Success in business comes down to managing people, according to Abbotsford, B.C., consultant Trevor Throness. Indeed, he boils it down to a crisp formula:
1. Find the best possible people for your team.
2. Tell them clearly what they need to do in order to win in their role.
3. Let them know how they’re doing and coach them on a regular basis.
In his book The Power of People Skills, he calls the formula “ridiculously simple” but adds: “Have you ever worked for a company that followed these three rules?”
He can help with some tools to evaluate the people you lead and an approach for coaching them to success.
At the core is the notion of stars: Businesses that have “A” players in every key seat dramatically outperform others that don’t.
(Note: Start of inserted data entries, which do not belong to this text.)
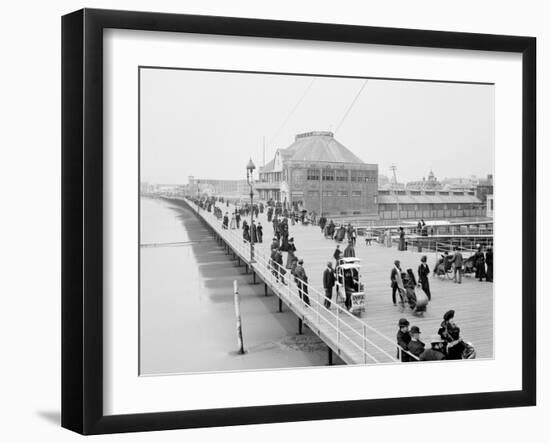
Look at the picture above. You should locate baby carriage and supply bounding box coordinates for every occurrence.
[434,254,454,279]
[401,269,428,315]
[464,254,476,276]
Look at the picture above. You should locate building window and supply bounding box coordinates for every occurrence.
[351,171,368,183]
[336,169,348,182]
[323,169,334,182]
[307,169,319,181]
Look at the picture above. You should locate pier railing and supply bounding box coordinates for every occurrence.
[186,200,418,363]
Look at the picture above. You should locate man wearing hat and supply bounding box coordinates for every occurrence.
[418,255,432,301]
[409,326,426,357]
[390,260,404,306]
[332,245,342,266]
[323,261,335,309]
[397,318,411,362]
[420,335,445,361]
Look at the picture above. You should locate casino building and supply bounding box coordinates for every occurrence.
[255,131,378,219]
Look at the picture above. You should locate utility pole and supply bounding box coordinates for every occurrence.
[390,163,401,222]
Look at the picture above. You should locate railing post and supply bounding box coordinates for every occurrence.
[336,305,340,349]
[233,280,244,354]
[363,325,367,364]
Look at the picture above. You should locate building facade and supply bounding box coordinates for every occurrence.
[255,131,378,218]
[187,176,250,198]
[378,190,486,220]
[406,170,443,191]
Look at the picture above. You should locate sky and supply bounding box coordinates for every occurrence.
[140,68,495,184]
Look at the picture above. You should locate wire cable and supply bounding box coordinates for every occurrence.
[334,79,369,134]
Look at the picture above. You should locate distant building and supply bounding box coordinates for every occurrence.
[378,189,485,220]
[187,176,250,198]
[486,194,495,217]
[256,131,378,218]
[476,174,493,204]
[441,175,479,192]
[406,170,443,191]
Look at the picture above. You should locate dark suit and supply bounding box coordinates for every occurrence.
[323,267,336,309]
[409,340,426,360]
[390,267,401,305]
[397,331,411,362]
[418,263,432,300]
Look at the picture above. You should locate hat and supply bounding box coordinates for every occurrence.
[443,309,455,321]
[430,334,443,343]
[398,318,410,328]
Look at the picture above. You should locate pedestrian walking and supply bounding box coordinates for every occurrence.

So you need to turn your key people – all of them – into stars, and he insists it can be done. “A weak culture tolerates chronic underperformance,” he says in an interview.
“You need to develop people who are not ‘A’ players to be their best.”
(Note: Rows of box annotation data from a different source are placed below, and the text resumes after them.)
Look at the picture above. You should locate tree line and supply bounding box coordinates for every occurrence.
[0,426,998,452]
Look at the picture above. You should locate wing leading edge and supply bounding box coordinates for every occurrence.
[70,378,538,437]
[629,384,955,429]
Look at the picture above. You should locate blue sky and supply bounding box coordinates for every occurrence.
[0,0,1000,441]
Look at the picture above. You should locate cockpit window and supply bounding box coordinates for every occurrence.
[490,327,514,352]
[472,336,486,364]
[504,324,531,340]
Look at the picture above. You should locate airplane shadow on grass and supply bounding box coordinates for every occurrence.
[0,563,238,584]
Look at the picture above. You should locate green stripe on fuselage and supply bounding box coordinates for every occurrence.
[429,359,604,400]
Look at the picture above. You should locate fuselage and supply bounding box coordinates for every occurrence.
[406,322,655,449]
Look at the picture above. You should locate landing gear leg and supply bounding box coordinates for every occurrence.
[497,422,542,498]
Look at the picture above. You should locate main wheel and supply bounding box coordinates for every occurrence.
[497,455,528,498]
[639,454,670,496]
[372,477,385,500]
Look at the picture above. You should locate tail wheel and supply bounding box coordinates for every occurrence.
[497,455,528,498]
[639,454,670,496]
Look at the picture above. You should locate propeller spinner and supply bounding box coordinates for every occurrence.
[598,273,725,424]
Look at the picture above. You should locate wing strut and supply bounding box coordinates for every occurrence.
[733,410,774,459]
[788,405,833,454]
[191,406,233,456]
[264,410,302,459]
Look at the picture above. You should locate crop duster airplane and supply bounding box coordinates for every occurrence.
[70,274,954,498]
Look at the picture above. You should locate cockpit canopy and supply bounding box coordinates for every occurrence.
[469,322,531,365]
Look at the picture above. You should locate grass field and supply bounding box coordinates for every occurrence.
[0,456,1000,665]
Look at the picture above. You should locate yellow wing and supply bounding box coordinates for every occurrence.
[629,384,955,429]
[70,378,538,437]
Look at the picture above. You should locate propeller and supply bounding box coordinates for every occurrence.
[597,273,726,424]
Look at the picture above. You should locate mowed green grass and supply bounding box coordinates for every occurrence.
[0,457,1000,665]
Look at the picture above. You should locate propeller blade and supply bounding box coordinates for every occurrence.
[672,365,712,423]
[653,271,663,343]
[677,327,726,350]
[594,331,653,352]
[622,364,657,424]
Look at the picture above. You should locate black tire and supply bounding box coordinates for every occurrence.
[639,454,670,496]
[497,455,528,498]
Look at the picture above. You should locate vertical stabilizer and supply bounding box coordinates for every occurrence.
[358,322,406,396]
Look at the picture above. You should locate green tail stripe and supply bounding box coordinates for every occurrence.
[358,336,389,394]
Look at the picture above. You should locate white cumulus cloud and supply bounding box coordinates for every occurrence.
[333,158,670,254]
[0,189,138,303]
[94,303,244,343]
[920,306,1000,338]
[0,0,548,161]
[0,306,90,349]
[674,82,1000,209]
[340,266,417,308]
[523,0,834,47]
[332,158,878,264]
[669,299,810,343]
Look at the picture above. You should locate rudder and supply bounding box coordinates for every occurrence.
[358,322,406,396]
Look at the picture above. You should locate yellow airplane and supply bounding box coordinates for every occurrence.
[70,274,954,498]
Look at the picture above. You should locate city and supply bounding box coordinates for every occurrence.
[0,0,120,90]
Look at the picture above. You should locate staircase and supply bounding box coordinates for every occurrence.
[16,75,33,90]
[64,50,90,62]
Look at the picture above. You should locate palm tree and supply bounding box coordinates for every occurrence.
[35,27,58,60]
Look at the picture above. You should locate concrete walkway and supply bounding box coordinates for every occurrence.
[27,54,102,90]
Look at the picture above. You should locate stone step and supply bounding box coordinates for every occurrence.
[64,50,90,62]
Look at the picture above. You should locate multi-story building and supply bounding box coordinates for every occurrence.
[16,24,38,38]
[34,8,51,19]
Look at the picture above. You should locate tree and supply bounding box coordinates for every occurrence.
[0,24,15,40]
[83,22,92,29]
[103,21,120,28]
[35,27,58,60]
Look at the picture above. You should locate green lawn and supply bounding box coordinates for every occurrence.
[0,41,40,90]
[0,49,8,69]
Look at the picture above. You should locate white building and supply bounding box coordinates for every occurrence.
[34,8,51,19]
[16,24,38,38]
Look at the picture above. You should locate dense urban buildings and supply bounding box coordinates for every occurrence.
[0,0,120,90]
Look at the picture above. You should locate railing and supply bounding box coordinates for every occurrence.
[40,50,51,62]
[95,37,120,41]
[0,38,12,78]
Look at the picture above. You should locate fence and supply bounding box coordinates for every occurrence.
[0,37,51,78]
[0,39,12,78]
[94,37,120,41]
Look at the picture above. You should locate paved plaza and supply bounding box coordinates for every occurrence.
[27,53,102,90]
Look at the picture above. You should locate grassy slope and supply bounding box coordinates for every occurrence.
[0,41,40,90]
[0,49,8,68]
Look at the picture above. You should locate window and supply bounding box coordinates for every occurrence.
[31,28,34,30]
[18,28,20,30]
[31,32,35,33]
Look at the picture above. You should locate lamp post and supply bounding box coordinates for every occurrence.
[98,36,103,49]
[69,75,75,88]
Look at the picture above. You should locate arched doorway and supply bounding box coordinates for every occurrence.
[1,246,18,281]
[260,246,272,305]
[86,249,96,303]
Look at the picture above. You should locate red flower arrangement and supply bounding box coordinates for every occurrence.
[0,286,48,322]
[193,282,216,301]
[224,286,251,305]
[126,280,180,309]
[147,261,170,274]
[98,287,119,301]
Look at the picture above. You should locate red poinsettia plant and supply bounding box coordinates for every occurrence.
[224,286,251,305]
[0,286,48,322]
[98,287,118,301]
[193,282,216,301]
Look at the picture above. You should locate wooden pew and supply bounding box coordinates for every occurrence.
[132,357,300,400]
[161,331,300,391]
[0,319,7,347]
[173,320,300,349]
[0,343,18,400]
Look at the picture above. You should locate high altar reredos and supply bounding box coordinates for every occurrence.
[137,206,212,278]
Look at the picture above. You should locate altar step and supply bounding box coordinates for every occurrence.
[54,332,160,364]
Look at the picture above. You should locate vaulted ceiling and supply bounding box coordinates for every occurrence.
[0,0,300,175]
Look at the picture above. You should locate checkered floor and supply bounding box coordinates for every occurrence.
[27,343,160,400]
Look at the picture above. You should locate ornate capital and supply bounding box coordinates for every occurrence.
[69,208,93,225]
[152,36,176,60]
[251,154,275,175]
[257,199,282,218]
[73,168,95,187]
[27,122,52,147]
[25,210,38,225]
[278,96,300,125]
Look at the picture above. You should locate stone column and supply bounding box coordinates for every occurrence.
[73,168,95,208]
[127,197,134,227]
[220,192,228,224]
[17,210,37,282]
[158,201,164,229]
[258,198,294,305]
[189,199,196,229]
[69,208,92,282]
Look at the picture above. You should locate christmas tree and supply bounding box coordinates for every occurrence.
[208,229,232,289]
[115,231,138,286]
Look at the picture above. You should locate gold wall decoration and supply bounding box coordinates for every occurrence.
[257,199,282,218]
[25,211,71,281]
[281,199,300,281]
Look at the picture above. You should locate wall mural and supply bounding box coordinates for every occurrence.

Start by assessing those team members, writing their names on paper and asking four questions to determine how effective they are:
- If you could do it all over again, would you rehire her?
- Does he take your stress away?
- How would you feel if she quit?
- What if everyone in your business was just like him?
Evaluating your team can seem very subjective, but those questions make it more systematic and fair.
Recently, short of time, he had the leaders at a client company use just that first question about whether they would rehire various individuals and it was very revealing. The question about stress is also vital: Your subordinates should reduce, not heighten, your stress.
Don’t take too long on these evaluations. Use your gut. It’s not meant to be definitive for performance evaluation, but a preliminary to a coaching conversation with them.
As well, sit down and figure out what attitudes should be at the centre of your operation. This is simpler than it seems: Talk about people on your staff who are admirable, and why. As you list those qualities, a pattern will emerge of what you value. Pick three attitudes to focus on. Don’t rush out of that meeting, however, to pronounce the anointed behaviours, as if you were Moses coming down the mountain with tablets. He suggests writing them with pencil, and watching for six months to check you aren’t missing something important.
Another tool is a “Star Chart,” a matrix in which you will again evaluate key players, this time on a scale of zero to 10 for effectiveness and having the right attitudes. That will sort your team into four groups:
- Stars, who are high on effectiveness and attitudes.
- Potential stars, who are high on attitudes but somewhat lacking on effectiveness.
- Wrong fits, who are poor on attitudes and performance.
- Productive but difficult people, who accomplish a lot but display the wrong attitudes.
That points to your coaching tasks for the next 12 to 18 months, in which you want to increase the number of stars on staff and help those who don’t fit to find work elsewhere. Don’t shy away from that last part: He notes often people who are unsuccessful in one domain can be very successful elsewhere.
Reward and develop your current stars, so they will be even more effective. Coach your potential stars so they, too, can become stars, giving them support, clarifying expectations, and changing roles where needed. Keep in mind that star players want to work with other stars, particularly their bosses, or will leave; so if you or other leaders don’t fit the bill, action must be taken.
Navigate the wrong fits, facing up to the situation. We all make hiring mistakes and that’s probably what occurred with them. “Don’t let your fear or your pride prevent you from dealing with the situation. Take action, learn from what happened, and then get over it and move on,” he writes.
Finally, deal with your productive but difficult people. This will likely be the toughest task, but, again, you have to face up to the situation. Reprimand them so they know the score and then coach them if they are willing to change. If they won’t, help them to exit with dignity.
“The biggest hurdle in business can be an unwillingness to address underperformance – we don’t want to believe it or don’t want to wade through what’s needed to change things,” he says in the interview.
So maybe it isn’t all that simple. But it’s crucial.